Police Headquarters Project Section 8-30g Cannondale Area Multi-Family Proposal and More!

Wilton First Selectwoman Update, Lynne A Vanderslice

A significant number of hard-hitting topics were discussed in February. Some of them will continue until March.

Budget proposed by the Board of Selectmen (BOS) for the financial year 2023

Last week, the BOS approved a proposal FY2023 budget of $33.9 million. The proposed budget represents an increase of 0.33% over the pre-pandemic budget for fiscal year 2020 or a three-year average increase of 0.13%. During this period, employees received general wage increases ranging from 2% to 2.75%. We have adopted changes that significantly offset these wage increases and other costs. The Board of Finance (BOF) will hold a public hearing on the proposed BOS budget on March 24and and a hearing at the Board of Education on March 23rd. City budget documents and key dates can be found here.

Police department staff

As part of our budget discussions, Chief of Police John Lynch provided the BOS with a detailed presentation on police staffing, including a rationale for the current number of sworn officers. You can watch Chef Lynch present here. His presentation is here. Details of the 11,456 incidents handled in 2021 and the average number of hours needed to respond to each type of incident are available here.
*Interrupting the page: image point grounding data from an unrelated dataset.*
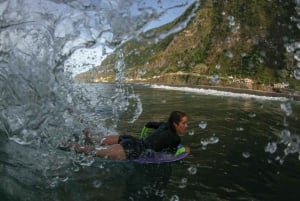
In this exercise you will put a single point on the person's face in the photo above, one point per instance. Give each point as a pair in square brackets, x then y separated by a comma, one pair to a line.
[181, 126]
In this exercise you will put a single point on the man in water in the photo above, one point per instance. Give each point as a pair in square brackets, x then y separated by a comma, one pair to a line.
[165, 138]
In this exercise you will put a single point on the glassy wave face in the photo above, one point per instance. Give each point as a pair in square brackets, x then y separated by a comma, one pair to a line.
[42, 45]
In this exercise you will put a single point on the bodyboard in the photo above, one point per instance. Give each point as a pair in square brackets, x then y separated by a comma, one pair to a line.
[160, 157]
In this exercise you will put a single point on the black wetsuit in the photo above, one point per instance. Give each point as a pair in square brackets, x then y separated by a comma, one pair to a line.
[164, 138]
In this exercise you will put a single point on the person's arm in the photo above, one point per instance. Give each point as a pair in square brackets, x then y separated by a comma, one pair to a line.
[153, 125]
[182, 149]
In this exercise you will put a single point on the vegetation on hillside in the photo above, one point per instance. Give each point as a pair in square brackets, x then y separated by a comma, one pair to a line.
[239, 39]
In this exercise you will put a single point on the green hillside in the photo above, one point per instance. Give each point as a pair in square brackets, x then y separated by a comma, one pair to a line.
[228, 41]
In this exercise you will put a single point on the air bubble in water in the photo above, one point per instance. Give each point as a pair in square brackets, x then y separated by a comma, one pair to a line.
[271, 147]
[97, 184]
[192, 132]
[240, 129]
[214, 79]
[297, 55]
[229, 54]
[211, 140]
[203, 124]
[286, 108]
[297, 74]
[252, 115]
[174, 198]
[192, 170]
[183, 183]
[246, 154]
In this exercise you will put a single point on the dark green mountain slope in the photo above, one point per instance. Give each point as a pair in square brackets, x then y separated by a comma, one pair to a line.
[228, 43]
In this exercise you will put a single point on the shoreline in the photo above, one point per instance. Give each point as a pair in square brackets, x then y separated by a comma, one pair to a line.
[287, 95]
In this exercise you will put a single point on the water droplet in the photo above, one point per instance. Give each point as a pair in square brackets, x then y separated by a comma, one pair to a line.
[214, 79]
[203, 124]
[229, 54]
[240, 129]
[297, 74]
[192, 170]
[286, 108]
[289, 48]
[271, 147]
[246, 154]
[192, 132]
[174, 198]
[97, 184]
[183, 183]
[252, 115]
[211, 140]
[297, 55]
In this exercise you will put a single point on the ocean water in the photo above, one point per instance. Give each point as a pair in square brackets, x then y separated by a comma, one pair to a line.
[242, 147]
Police Headquarters Project

In early February, Tecton Architects presented the proposed final design and estimated cost of the proposed new police headquarters to be built on the City Hall campus. You can look here from 32:00 p.m. Their presentation is here. The expected cost of the new building is $16.7 million, of which $16 million will be requested for bonding at the annual municipal meeting in May. Additional public tours will take place in March and April. Key points to consider:

  • The need for a new police headquarters was identified over 20 years ago.
  • Other projects, including renovations to the Comstock Community Center and Miller Driscoll School, new and updated recreation facilities and citywide road paving, were prioritized ahead of headquarters. of policing over these 20 plus years.
  • The building infrastructure is 48 years old. The HVAC system is about to fail. The electrical system is not designed for today’s technological needs and needs to be upgraded. The building is not ADA compliant. The building was designed for an all-male police force. The building is heavily overcrowded.
  • The process that led to this proposal began in December 2016 with the appointment of a Citizen Review Committee, which grew to a citizen building committee, supported by professionals. The two committees, co-chaired by Dave Waters and Patti Temple, considered alternate locations and renovation plus addition versus building new. The Committee’s project website is here.
  • In early 2020, the construction committee recommended a new building at an estimated cost of $14.5 million. The pandemic has put the project on hold. Two years of cost escalation plus pandemic escalation brought the cost to $17.4 million. Value engineering brought the cost down to today’s $16.7 million.

ARPA and Infrastructure Fund Spending Priorities

The Board of Selectmen heard applications for project funding from the US Rescue Plan (ARPA) grant and the $1.5 million BOS infrastructure fund. Last week we received requests from Director of Environmental Affairs Mike Conklin and the Conservation Commission for funding, among other things, for the construction of a parking lot and playground at Schencks and funds for improving trails and repaving the Quarry Head access road. The entire application is available here.

March 7andDirector of Parks and Recreation Steve Pierce and the Parks and Recreation Commission will present their demands.

March 21thst, Facilities Manager Chris Burney will present recommendations for city-owned buildings, such as replacing the pillars and front steps of City Hall. At the same meeting, DPW Director and City Engineer Frank Smeriglio will present findings and recommendations for improving the drainage system at the Wilton High School complex.

Section 8-30g Multifamily Proposal for Cannondale Area

The City received a developer’s plan to build a 70-unit apartment building on just over 2 acres opposite Cannondale Station at 19 Cannon Road. The developer plans to take advantage of CT 8-30g, which allows the developer to be exempt from most Wilton zoning regulations if 30% of the units are affordable, as defined by law. The promoter wishes to extend the mains drainage from RT 7 to the property. As required by state regulations, last Thursday the Water Pollution Control Authority, of which I am chairman, referred the question of whether the sewer extension application is conforms to the city’s conservation and development plan at the Planning and Zoning Commission (P&Z). By law, P&Z is required to respond within 35 days.

Proposals for Mandatory Zoning Changes

On Friday, DesegregateCT reported that the state legislature’s Planning and Development Committee voted to draft a community bill focused on public transit. DesegregateCT pleads for a proposal allowing 15 housing units per acre as of right within a 10-minute walk of a train station and requiring 10% of units to be affordable. The proposal is inspired by a Massachusetts invoice passed a year ago requiring communities in Massachusetts with access to public transit provided by the (MBTA) to change their zoning to allow 15 units per acre in a 50 acre district within 0.5 miles of a transit.

This single solution ignores the difference between Cannondale with infrequent train service and no adjacent services versus stations along the Metro North Main Line with frequent train service and adjacent services.

It is becoming increasingly important for residents to understand the role the CT Legislature plays in zoning and local development.